The casting is cleverly done, the dual-roling of Ronan Vibert (The Pianist) and Jaye Griffiths (Casualty) as Theseus - Oberon and Hippolyta - Titania respectively, bringing out more clearly the possible alter-egos of the two daytime monarchs, which when coupled with the bedraggled state of clothing worn by the two sets of lovers during the night-time bulk of the play, passes comment on a different state of affairs after the witching hour - in Shakespeare's day, of course, much emphasis was placed on staring at the moon making one mad.

The king and queen are, for me, the central pivot of the show throughout, whilst Tom Smith's Puck was, to my mind, played slightly too childishly - I always saw the sprite as absent minded without necessarily being big-babyish, although this does get less grating as we see more of him. The others are all fine, although Patrick Kennedy as Lysander seems a little wooden when he comes within a few feet of Lyndsey Marshal's Hermia - which does stand out somewhat, since the two are meant to be lovers. The mechanicals - Craig Edwards, Howard Coggins, Andrew Melville, Will Tacey, David Sibley and most notably Stewart Wright's quite superb Bottom (character name rather than physical admiration on my part) predictably get the audience vote for providing the lion's share of the laughs, especially towards the end of the play, when their own celebratory show for the king's nuptials is staged.

All in all, the Theatre Royal doesn't deserve the oddly half empty look it had for tonight's showing, and nor do the cast or directors. One or two character niggles, and an oddly undramatic delivery of (in my opinion) one of Shakespeare's most memorable entrance lines ("Ill met by moonlight, proud Titania", says Oberon to his queen near the start of the forest sequence) don't detract a great deal from what is, when all's said and done, an enjoyable evening out.

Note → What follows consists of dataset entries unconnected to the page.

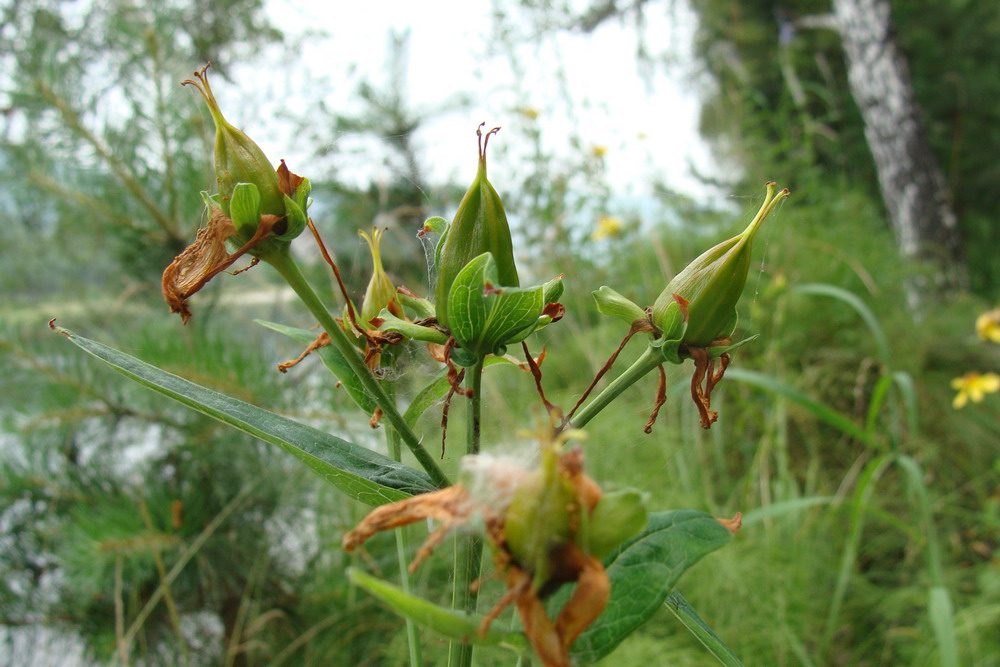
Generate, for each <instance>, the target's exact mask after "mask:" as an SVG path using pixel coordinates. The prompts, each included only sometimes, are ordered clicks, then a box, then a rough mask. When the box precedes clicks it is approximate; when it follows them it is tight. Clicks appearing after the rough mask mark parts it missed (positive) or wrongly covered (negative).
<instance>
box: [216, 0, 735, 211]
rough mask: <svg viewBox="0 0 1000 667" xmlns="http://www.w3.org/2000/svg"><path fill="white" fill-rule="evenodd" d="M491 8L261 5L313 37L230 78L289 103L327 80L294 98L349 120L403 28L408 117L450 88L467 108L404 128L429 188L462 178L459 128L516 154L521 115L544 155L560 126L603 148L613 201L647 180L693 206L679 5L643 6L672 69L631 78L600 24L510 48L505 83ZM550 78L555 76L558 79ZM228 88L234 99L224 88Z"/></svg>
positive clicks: (636, 67)
mask: <svg viewBox="0 0 1000 667" xmlns="http://www.w3.org/2000/svg"><path fill="white" fill-rule="evenodd" d="M499 4H501V5H504V6H506V5H505V4H504V3H499ZM508 4H510V5H514V6H515V8H514V9H512V11H514V12H517V11H520V10H518V9H516V3H508ZM493 11H494V10H493V5H492V3H490V2H488V1H487V0H465V1H461V0H440V1H436V2H432V1H429V0H427V1H424V2H413V1H412V0H408V1H402V0H382V1H378V2H329V3H319V2H302V1H301V0H270V2H269V4H268V13H269V15H270V17H271V20H272V21H273V22H274V23H275V24H276V25H277V26H278V27H279V28H281V29H282V30H283V31H285V32H286V35H288V36H290V37H291V36H293V35H297V34H301V33H302V32H303V31H304V30H311V31H322V33H325V35H319V34H314V35H311V36H309V37H308V38H306V39H303V40H301V41H300V43H299V45H298V51H299V53H300V54H301V62H300V63H287V62H282V63H277V64H274V65H270V66H267V67H263V68H262V67H261V66H259V65H257V66H254V67H248V66H244V69H236V70H235V71H234V72H233V73H234V75H235V78H236V80H237V81H238V82H240V87H241V88H243V87H244V84H243V82H244V81H251V80H253V81H255V82H257V83H258V84H259V85H262V86H265V87H267V88H269V89H271V90H275V91H277V92H279V93H280V92H281V91H287V92H288V93H290V94H295V91H296V89H297V87H298V90H301V89H302V87H304V86H306V85H308V84H307V83H306V81H313V82H315V80H316V79H325V80H326V81H327V84H325V85H323V86H320V87H319V88H317V87H315V85H314V86H313V87H312V89H311V90H310V93H309V95H307V97H312V98H315V97H318V96H322V98H323V99H324V100H325V102H326V103H327V105H329V106H330V107H331V108H338V109H346V110H357V109H359V108H360V107H359V106H358V105H357V103H356V102H354V101H353V99H354V98H353V95H354V91H355V88H356V84H357V82H358V81H359V80H360V79H362V78H366V79H367V80H369V81H371V82H372V83H373V84H374V85H376V86H381V85H384V84H385V81H386V74H385V72H386V68H385V62H386V53H387V45H388V35H389V31H390V30H397V31H399V30H404V29H408V30H409V31H410V59H409V80H408V91H407V93H408V99H409V100H410V102H411V105H412V107H413V108H417V109H421V108H435V107H440V106H441V105H442V103H443V101H445V100H447V99H449V97H450V96H452V95H453V94H455V93H459V92H465V93H468V94H470V95H471V97H472V99H473V100H474V102H473V104H472V106H471V107H469V108H461V109H458V110H456V111H453V112H448V113H445V114H444V115H440V116H436V117H435V119H434V120H433V121H432V122H430V123H428V124H427V125H425V126H423V127H422V128H421V129H420V130H419V131H418V133H417V135H416V137H415V142H416V146H417V148H418V151H419V154H420V155H421V156H426V157H427V158H428V159H430V160H432V162H430V163H428V164H426V165H424V167H425V169H426V172H427V175H428V178H429V179H430V181H431V182H432V183H443V182H447V181H449V180H451V181H457V182H459V183H461V182H464V181H465V180H467V179H468V178H469V177H471V175H472V173H473V169H474V168H475V167H474V162H473V161H474V158H475V150H476V149H475V137H474V134H473V132H474V130H475V127H476V125H478V123H479V122H480V121H484V120H485V121H486V122H487V123H488V127H489V126H492V125H500V126H502V127H504V131H502V132H501V133H500V135H499V136H498V137H497V140H496V142H497V144H500V143H504V144H507V142H510V146H516V145H517V144H516V142H517V141H518V140H519V137H518V136H517V134H518V132H519V131H523V127H524V122H525V121H524V117H523V116H521V115H520V114H519V113H518V112H517V109H519V108H523V107H531V108H533V109H536V110H537V111H538V112H539V114H540V115H539V119H538V123H539V126H540V127H541V129H542V131H543V137H544V139H543V141H545V142H547V147H548V148H550V149H552V150H554V151H555V152H556V153H557V154H562V153H564V152H565V151H568V150H569V147H568V145H567V143H566V142H565V141H564V140H563V139H564V137H565V136H566V134H567V128H569V129H570V130H574V131H576V132H577V133H579V134H580V135H581V136H582V137H583V141H584V144H585V145H587V144H594V145H600V146H604V147H607V149H608V152H607V154H606V157H605V164H606V169H607V171H606V174H607V180H608V182H609V184H610V185H611V187H612V190H613V192H614V193H615V194H616V195H618V196H624V197H629V198H631V197H638V198H645V197H646V196H648V195H649V194H651V192H652V188H651V181H652V180H653V179H654V178H658V179H660V180H662V181H664V182H665V183H666V184H667V186H668V187H670V188H671V189H674V190H678V191H680V192H683V193H685V194H689V195H692V196H694V197H696V198H703V197H705V196H707V194H708V193H709V192H710V191H709V189H708V188H707V187H706V186H704V185H703V184H701V183H700V182H698V181H697V179H695V178H694V177H693V176H692V174H691V169H690V165H691V164H694V165H697V167H698V169H699V170H703V171H707V172H708V173H712V172H713V171H715V170H717V169H718V167H717V166H713V165H714V162H713V160H712V158H711V156H710V154H709V151H708V149H707V147H706V145H705V144H704V142H703V141H702V140H701V139H700V137H699V135H698V130H697V119H698V108H699V102H698V96H697V91H696V85H695V84H694V83H693V81H694V77H693V75H692V74H691V72H692V71H693V66H692V58H691V48H690V46H691V45H690V42H691V38H692V34H693V30H694V24H695V19H694V16H693V14H692V13H691V12H690V10H689V9H688V7H687V5H686V4H685V3H683V2H663V3H653V4H652V5H650V6H649V9H647V12H646V18H647V23H646V26H645V35H646V40H647V44H648V45H649V47H650V49H651V50H652V51H654V52H657V53H660V52H664V53H668V54H669V55H670V56H671V57H672V59H673V61H674V63H675V64H673V65H672V66H671V67H669V68H664V67H663V66H656V67H655V68H653V69H652V71H651V72H648V73H647V77H646V78H645V79H643V77H642V76H640V66H639V64H638V63H637V61H636V57H635V54H636V48H637V43H636V36H635V27H634V26H633V25H631V23H630V24H629V25H625V26H623V25H622V24H621V23H620V22H618V21H611V22H608V23H606V24H605V25H603V26H602V27H601V28H599V29H598V30H596V31H595V32H593V33H591V34H589V35H585V34H580V33H572V34H566V33H561V34H559V35H558V36H557V37H555V38H552V37H549V38H546V40H545V41H544V42H543V43H541V44H540V45H539V44H533V43H524V44H523V45H521V46H518V47H517V48H516V50H515V53H516V55H517V57H518V58H519V59H520V60H521V62H522V64H523V65H524V67H525V75H524V76H523V77H522V78H520V79H519V78H518V77H516V76H515V74H514V72H513V71H512V69H511V67H510V64H509V62H510V60H509V56H508V54H507V53H505V52H504V51H503V47H502V46H501V45H499V44H497V43H495V42H493V41H492V40H491V34H492V31H493V26H494V20H493V17H492V12H493ZM658 12H659V13H658ZM519 28H520V26H519ZM525 29H527V26H525ZM668 69H669V71H667V70H668ZM246 70H250V71H246ZM560 71H561V72H562V74H563V76H564V78H563V79H560V78H559V76H558V74H559V72H560ZM219 88H222V87H217V89H216V93H217V94H218V95H219V97H220V100H221V101H222V104H223V108H225V109H227V115H229V116H230V117H231V119H232V120H233V121H234V122H236V123H237V124H238V125H242V127H243V129H244V130H247V131H248V133H249V134H250V135H251V136H252V137H254V139H255V140H256V141H257V142H258V143H260V144H261V147H262V148H263V149H264V152H265V153H266V154H267V155H269V156H271V157H272V158H273V159H277V157H284V158H287V159H288V160H289V164H290V166H292V169H293V170H295V166H294V165H295V164H296V163H301V160H297V159H296V157H297V156H296V155H294V154H289V151H288V147H289V145H294V141H292V142H291V143H290V142H289V139H288V138H287V137H286V136H282V130H281V129H280V128H279V127H276V125H280V123H279V122H277V121H279V120H280V119H277V118H268V117H260V116H257V117H254V115H253V114H256V113H259V114H266V113H268V112H266V111H254V110H248V109H246V108H245V112H246V113H245V114H244V117H243V118H240V115H239V114H232V113H230V112H229V111H228V109H230V108H232V107H229V106H227V105H226V102H225V98H226V97H227V94H226V93H227V91H226V90H220V89H219ZM225 88H230V87H228V86H227V87H225ZM228 92H230V93H231V94H233V95H239V92H238V91H235V92H234V91H228ZM248 114H249V115H248ZM259 123H263V124H266V126H267V130H268V131H267V132H261V131H260V128H259V125H258V124H259ZM519 124H520V127H521V128H522V130H519ZM268 135H270V136H268ZM268 139H270V141H268ZM504 152H505V149H504V148H499V150H498V149H496V148H491V157H493V159H492V160H491V179H494V180H496V181H497V182H496V183H495V184H496V185H497V187H498V188H502V186H501V183H502V175H501V174H502V168H503V166H504V165H503V164H502V162H501V164H497V162H498V161H502V160H503V159H504V158H503V155H504ZM303 159H304V157H303ZM385 169H386V168H385V167H383V166H382V165H381V164H378V163H376V164H370V165H366V166H363V167H358V168H357V169H356V170H355V171H354V174H356V176H357V182H358V183H362V182H365V181H367V180H368V179H370V178H371V177H373V176H374V177H375V178H376V179H377V178H380V177H383V176H387V175H388V174H387V173H382V171H384V170H385ZM380 170H382V171H380ZM339 176H340V177H341V178H350V177H351V174H348V173H343V172H342V173H340V174H339Z"/></svg>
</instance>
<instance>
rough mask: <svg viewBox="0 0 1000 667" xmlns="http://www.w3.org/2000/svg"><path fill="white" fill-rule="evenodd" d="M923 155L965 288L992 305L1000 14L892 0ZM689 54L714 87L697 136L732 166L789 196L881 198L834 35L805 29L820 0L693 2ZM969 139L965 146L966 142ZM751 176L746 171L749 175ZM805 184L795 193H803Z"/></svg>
mask: <svg viewBox="0 0 1000 667" xmlns="http://www.w3.org/2000/svg"><path fill="white" fill-rule="evenodd" d="M891 5H892V21H893V23H894V25H895V27H896V36H897V38H898V40H899V42H900V46H901V47H902V49H903V52H904V53H905V55H906V57H907V60H908V62H909V66H910V74H911V78H912V82H913V87H914V91H915V93H916V97H917V101H918V103H919V104H920V106H921V108H922V110H923V112H924V120H925V127H926V131H927V133H928V138H929V141H930V144H931V146H932V148H933V149H934V151H935V153H936V155H937V158H938V161H939V163H940V164H941V165H942V168H943V170H944V172H945V177H946V179H947V182H948V187H949V190H950V194H951V199H952V205H953V206H954V208H955V211H956V213H957V214H958V216H959V224H960V229H961V232H962V234H963V235H964V241H965V245H964V249H965V253H966V256H967V262H968V270H969V276H970V281H971V286H972V290H973V291H974V292H975V293H978V294H980V295H982V296H985V297H987V298H994V299H995V298H998V297H1000V258H998V255H997V253H995V252H993V251H992V248H993V246H994V245H995V240H996V234H995V224H994V218H995V212H996V210H997V209H998V208H1000V194H998V193H997V190H996V188H995V187H993V184H995V183H996V182H997V179H998V178H1000V173H998V168H997V166H996V161H995V160H994V159H993V158H992V150H991V148H990V147H992V146H994V145H996V143H997V142H998V141H1000V136H998V132H1000V130H998V129H997V128H998V127H1000V116H998V114H1000V111H998V110H997V105H996V104H995V103H994V100H995V99H996V96H997V94H998V93H1000V90H998V86H1000V79H998V78H997V76H996V73H995V71H994V70H993V68H992V67H991V63H992V61H993V60H995V57H996V44H997V41H998V39H1000V14H998V13H997V12H996V9H995V8H994V7H989V6H987V5H985V4H983V3H976V2H969V1H967V0H948V1H947V2H931V1H929V0H920V1H918V2H902V1H900V2H892V3H891ZM693 8H694V10H695V11H696V12H697V13H698V17H699V38H698V47H697V49H698V52H699V54H700V57H701V59H702V61H703V62H704V63H705V66H706V68H707V69H708V71H709V72H710V73H711V75H712V78H713V80H714V82H715V83H716V84H717V89H716V92H715V93H714V94H713V95H712V96H711V98H710V99H709V100H708V101H707V102H706V104H705V107H704V112H703V119H702V128H703V131H704V132H705V134H706V136H709V137H712V138H714V139H715V140H716V141H717V142H718V144H719V146H720V147H721V148H722V150H723V152H725V153H726V154H728V155H731V156H732V157H733V158H734V159H735V160H736V161H737V162H738V163H739V164H740V165H742V166H744V167H745V168H749V167H750V165H754V166H756V167H758V168H759V167H761V166H765V165H772V164H773V165H774V166H775V168H781V169H783V170H784V172H785V173H789V174H790V175H791V176H792V178H793V179H794V182H792V183H790V187H791V188H792V190H793V191H801V190H804V189H806V187H808V188H809V189H811V190H814V191H816V190H817V189H822V191H824V192H826V191H827V190H829V189H830V188H829V187H824V185H826V186H829V184H831V183H841V184H844V183H846V184H848V185H849V187H851V188H854V189H858V190H859V191H862V192H866V193H867V194H869V196H871V197H872V198H873V199H876V200H877V198H878V197H879V193H878V189H877V188H878V185H877V184H878V181H877V179H876V178H875V172H874V166H873V163H872V159H871V155H870V153H869V151H868V147H867V144H866V143H865V139H864V131H863V125H862V122H861V118H860V115H859V113H858V110H857V107H856V106H855V103H854V100H853V98H852V97H851V93H850V89H849V87H848V85H847V80H846V76H847V75H846V69H845V65H844V59H843V54H842V51H841V48H840V38H839V36H838V35H837V33H836V32H835V31H834V30H830V29H828V28H824V27H810V19H813V18H815V17H817V16H820V15H823V14H825V13H827V12H829V11H831V8H830V3H829V2H828V1H826V0H797V1H794V2H784V1H780V2H779V1H776V0H757V1H754V2H740V3H731V2H724V1H720V2H703V3H695V5H694V7H693ZM972 137H975V140H972V139H971V138H972ZM748 173H749V172H748ZM802 186H805V187H802Z"/></svg>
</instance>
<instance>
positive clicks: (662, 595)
mask: <svg viewBox="0 0 1000 667" xmlns="http://www.w3.org/2000/svg"><path fill="white" fill-rule="evenodd" d="M732 538H733V536H732V533H730V532H729V530H728V529H727V528H726V527H725V526H723V525H722V524H721V523H719V522H718V521H717V520H716V519H715V518H713V517H712V516H710V515H708V514H705V513H704V512H697V511H693V510H672V511H669V512H654V513H652V514H650V515H649V523H648V524H647V525H646V529H645V530H643V531H642V532H641V533H640V534H639V535H637V536H635V537H634V538H632V539H631V540H628V541H626V542H625V543H624V544H622V545H621V546H620V547H618V549H616V550H615V551H614V552H613V553H612V554H611V555H610V556H608V557H607V558H606V559H605V560H604V567H605V569H606V570H607V573H608V577H610V579H611V599H610V600H609V601H608V606H607V608H606V609H605V610H604V613H603V614H601V615H600V616H599V617H598V619H597V620H596V621H595V622H594V624H593V625H591V626H590V627H589V628H587V630H586V631H584V633H583V634H582V635H580V637H579V638H578V639H577V640H576V643H574V644H573V649H572V654H573V657H574V658H575V659H576V660H577V661H578V662H579V663H580V664H590V663H592V662H596V661H597V660H600V659H601V658H603V657H604V656H606V655H608V654H609V653H610V652H611V651H612V650H614V648H615V647H616V646H618V644H620V643H621V642H622V640H624V639H625V638H626V637H628V636H629V635H630V634H632V633H633V632H634V631H635V630H636V629H638V628H639V626H641V625H642V624H643V623H645V622H646V621H647V620H649V618H650V617H651V616H652V615H653V614H654V613H656V611H657V610H658V609H659V608H660V605H662V604H663V602H664V600H666V598H667V595H668V594H669V593H670V591H671V589H672V588H673V587H674V586H675V585H676V584H677V580H678V579H680V577H681V575H682V574H684V572H685V571H686V570H687V569H688V568H689V567H691V566H692V565H694V564H695V563H697V562H698V561H699V560H701V558H702V557H703V556H705V555H706V554H709V553H711V552H712V551H715V550H716V549H718V548H719V547H721V546H723V545H725V544H728V543H729V542H730V541H731V540H732ZM568 596H569V591H566V590H562V591H560V592H559V594H558V595H557V596H556V600H555V601H554V602H553V604H554V605H561V604H563V602H564V600H565V599H566V598H567V597H568Z"/></svg>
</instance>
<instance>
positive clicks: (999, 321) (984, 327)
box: [976, 308, 1000, 343]
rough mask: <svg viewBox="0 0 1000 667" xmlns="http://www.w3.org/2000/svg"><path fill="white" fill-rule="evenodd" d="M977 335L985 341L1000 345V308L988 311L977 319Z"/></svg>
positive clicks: (981, 315) (985, 312)
mask: <svg viewBox="0 0 1000 667" xmlns="http://www.w3.org/2000/svg"><path fill="white" fill-rule="evenodd" d="M976 333H977V334H979V337H980V338H982V339H983V340H991V341H993V342H994V343H1000V308H994V309H993V310H988V311H986V312H985V313H983V314H982V315H980V316H979V317H978V318H976Z"/></svg>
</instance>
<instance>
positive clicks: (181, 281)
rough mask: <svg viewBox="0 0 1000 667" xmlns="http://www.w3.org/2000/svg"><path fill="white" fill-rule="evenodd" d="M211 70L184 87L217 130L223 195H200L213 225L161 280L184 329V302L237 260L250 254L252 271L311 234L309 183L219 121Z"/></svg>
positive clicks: (253, 144)
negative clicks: (310, 221) (272, 161)
mask: <svg viewBox="0 0 1000 667" xmlns="http://www.w3.org/2000/svg"><path fill="white" fill-rule="evenodd" d="M208 67H209V66H208V65H205V67H203V68H202V69H201V70H199V71H197V72H195V73H194V76H195V78H194V79H187V80H185V81H182V82H181V83H182V85H190V86H193V87H194V88H195V89H197V90H198V92H199V93H200V94H201V96H202V98H203V99H204V100H205V103H206V104H207V105H208V109H209V111H210V112H211V114H212V120H213V121H214V122H215V151H214V166H215V176H216V183H217V184H218V186H219V192H218V193H216V194H213V195H210V194H208V193H206V192H203V193H202V198H203V199H204V200H205V203H206V205H207V206H208V209H209V214H210V217H209V221H208V225H207V226H206V227H204V228H202V229H199V230H198V235H197V238H196V239H195V242H194V243H192V244H191V245H190V246H188V247H187V248H186V249H185V250H184V252H182V253H181V254H180V255H178V256H177V257H176V258H175V259H174V261H173V262H171V264H170V265H169V266H168V267H167V268H166V270H165V271H164V272H163V297H164V299H165V300H166V301H167V304H168V305H169V306H170V311H171V312H174V313H179V314H180V316H181V319H182V320H183V321H184V322H185V323H187V321H188V320H189V319H190V318H191V311H190V309H189V308H188V306H187V299H188V298H190V297H191V295H193V294H194V293H196V292H197V291H198V290H200V289H201V288H202V287H204V286H205V285H206V284H207V283H208V282H209V281H210V280H211V279H212V278H213V277H215V276H216V275H218V274H219V273H221V272H222V271H225V270H226V269H228V268H229V267H230V266H232V265H233V263H234V262H235V261H236V260H237V259H239V258H240V257H242V256H243V255H244V254H247V253H249V254H250V255H252V256H253V258H254V260H253V263H252V264H251V266H253V265H254V264H256V263H257V262H258V261H260V260H262V259H263V260H264V261H268V258H269V257H272V258H273V257H274V253H280V252H282V251H285V250H287V246H288V244H289V243H290V242H291V240H292V239H294V238H295V237H296V236H298V235H299V234H300V233H302V230H304V229H305V227H306V221H307V218H306V209H307V208H308V205H309V191H310V185H309V181H308V180H307V179H304V178H302V177H301V176H297V175H296V174H293V173H292V172H291V171H289V169H288V167H287V166H286V165H285V162H284V160H282V161H281V164H280V166H279V167H278V168H277V170H275V169H274V168H273V167H272V166H271V163H270V162H269V161H268V159H267V157H266V156H265V155H264V152H263V151H261V149H260V147H259V146H257V144H256V143H254V142H253V140H252V139H250V137H248V136H247V135H246V134H244V133H243V132H242V131H240V130H239V129H237V128H236V127H234V126H233V125H231V124H230V123H229V122H228V121H227V120H226V119H225V117H224V116H223V115H222V111H221V110H220V109H219V105H218V102H217V101H216V99H215V95H214V94H213V92H212V88H211V86H210V85H209V83H208V73H207V71H208ZM227 246H228V249H227ZM229 250H232V252H230V251H229Z"/></svg>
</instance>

The story itself wouldn't exactly be rocket science to improve on (it doesn't take a visiting schoolchild to notice the odd time lapse from Theseus' "four days" deadline dwindling to one rather stretched out night), but then many of Shakespeare's comedies are the same, and few, somehow, are quite this bizarre. Go and view with an open mind, and possibly a notebook to jot down who's in love with who as the play progresses, and just allow yourself to be taken in. It's not hard at all to enjoy it.